His favorite light, brighter and stronger and hotter than any other, was falling in love with Mama. When his words of self torture became too much for her to bear and she would escape to some menial work that could have very well been put off, he’d call her back and hold her hand and thank her for the days in their youth.

The laughs he would send through the great house, which was at that point, only a house, could fuel a thousand birthday celebrations for a thousand children. He brought her happiness back and the three of us would sit, the two wise and knowing storytellers and their audience of one, and the tale of the union of Gilbert and Delaunney would be retold.

The day he was lowered into the ground, Mama gripped my hand tight. Her tears had stopped the day he left us and she hadn’t cried a drop since. The sadness was still there but it just wasn’t as important to her anymore. She watched the simple wooden coffin meet the bottom of the final resting place and she spoke words to me in a clear and strong voice.

“Elizabeth, yor father let meh kill’em.”

The revelation, carried on the wings of her thick Dublin speech, was one I didn’t understand. He died slowly, not in a feat of swift and violent passion yet the woman who loved him most was confessing murder. Even then, at such a young age, the capacity for metaphor took over. She took me aside and grabbed my shoulders and looked me dead in the face. Her green eyes were frightening, nearing more yellow than the normal peridot, The pupils turned almost to slits.
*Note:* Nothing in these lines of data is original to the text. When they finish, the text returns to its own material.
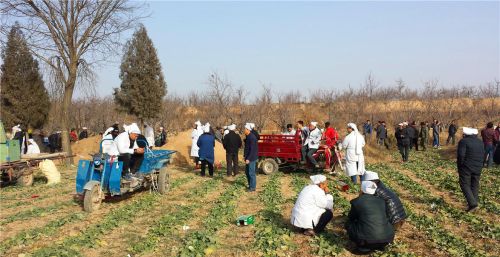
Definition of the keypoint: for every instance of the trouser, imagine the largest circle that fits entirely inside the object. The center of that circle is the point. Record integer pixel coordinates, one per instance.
(326, 217)
(232, 164)
(131, 161)
(251, 176)
(204, 164)
(404, 150)
(423, 143)
(451, 138)
(469, 183)
(488, 154)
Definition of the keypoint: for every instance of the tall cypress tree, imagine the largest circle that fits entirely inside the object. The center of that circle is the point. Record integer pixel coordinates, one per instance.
(143, 86)
(23, 97)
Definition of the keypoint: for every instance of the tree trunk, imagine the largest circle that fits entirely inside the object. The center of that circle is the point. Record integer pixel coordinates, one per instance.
(66, 104)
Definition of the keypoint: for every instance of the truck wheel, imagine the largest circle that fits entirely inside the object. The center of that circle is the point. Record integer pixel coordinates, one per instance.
(163, 181)
(25, 180)
(92, 200)
(269, 166)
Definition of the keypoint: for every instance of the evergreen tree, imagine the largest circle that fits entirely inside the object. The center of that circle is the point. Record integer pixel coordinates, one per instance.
(24, 98)
(143, 86)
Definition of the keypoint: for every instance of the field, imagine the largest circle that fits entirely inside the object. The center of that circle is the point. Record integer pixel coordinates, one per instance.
(197, 217)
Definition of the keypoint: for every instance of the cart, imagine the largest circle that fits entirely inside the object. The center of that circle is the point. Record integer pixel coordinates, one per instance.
(102, 177)
(277, 151)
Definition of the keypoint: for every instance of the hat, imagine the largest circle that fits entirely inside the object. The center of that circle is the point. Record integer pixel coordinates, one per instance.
(368, 187)
(316, 179)
(470, 131)
(370, 175)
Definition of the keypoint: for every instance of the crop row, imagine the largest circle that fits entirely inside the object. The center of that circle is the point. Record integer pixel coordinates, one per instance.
(117, 217)
(203, 242)
(443, 238)
(167, 224)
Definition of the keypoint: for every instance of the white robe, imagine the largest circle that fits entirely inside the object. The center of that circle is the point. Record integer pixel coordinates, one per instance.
(353, 145)
(149, 134)
(311, 204)
(197, 132)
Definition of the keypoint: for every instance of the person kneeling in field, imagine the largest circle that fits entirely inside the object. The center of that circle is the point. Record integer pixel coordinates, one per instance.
(313, 209)
(395, 210)
(368, 225)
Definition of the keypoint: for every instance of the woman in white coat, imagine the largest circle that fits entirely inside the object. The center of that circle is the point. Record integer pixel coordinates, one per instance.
(197, 132)
(313, 208)
(353, 144)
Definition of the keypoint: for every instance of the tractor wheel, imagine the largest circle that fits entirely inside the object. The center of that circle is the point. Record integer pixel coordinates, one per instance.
(92, 200)
(163, 181)
(269, 166)
(25, 179)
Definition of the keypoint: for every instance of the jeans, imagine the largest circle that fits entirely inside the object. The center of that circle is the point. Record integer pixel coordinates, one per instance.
(489, 149)
(251, 176)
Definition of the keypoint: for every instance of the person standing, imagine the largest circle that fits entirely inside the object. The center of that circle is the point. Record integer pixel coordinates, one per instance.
(367, 130)
(206, 144)
(403, 139)
(195, 135)
(250, 155)
(423, 135)
(435, 134)
(470, 157)
(232, 145)
(353, 144)
(452, 130)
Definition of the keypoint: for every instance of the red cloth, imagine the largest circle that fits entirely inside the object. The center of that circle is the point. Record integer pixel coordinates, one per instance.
(330, 136)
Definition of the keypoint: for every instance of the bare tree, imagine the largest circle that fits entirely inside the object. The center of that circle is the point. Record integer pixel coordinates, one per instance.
(70, 36)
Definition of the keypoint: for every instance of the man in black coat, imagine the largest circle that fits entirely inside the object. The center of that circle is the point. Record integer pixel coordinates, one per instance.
(470, 156)
(368, 225)
(232, 144)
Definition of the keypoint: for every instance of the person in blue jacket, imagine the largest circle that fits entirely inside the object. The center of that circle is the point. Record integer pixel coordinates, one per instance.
(250, 155)
(206, 143)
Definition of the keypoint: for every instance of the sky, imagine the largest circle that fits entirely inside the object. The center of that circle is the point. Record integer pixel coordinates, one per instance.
(320, 45)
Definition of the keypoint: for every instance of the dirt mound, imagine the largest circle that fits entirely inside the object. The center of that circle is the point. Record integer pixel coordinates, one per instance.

“Yor Daddeh let a woman drive him ta an arly grave. M’not gonna let a man do tha same ta me and M’not lettin’ none do’t ta you.”

She changed after that day. She became both distant and far more watchful. I wasn’t allowed to play with the boys in town. Most of the chores on my list changed from helping to keep the porch tidy and making trips to the farms and the stores to minding the halls while Mama took my old duties. I became paler than before so the french and cherokee blood of my father didn’t show through anymore. I became solely my mother’s daughter through and through, a fact that I began to detest.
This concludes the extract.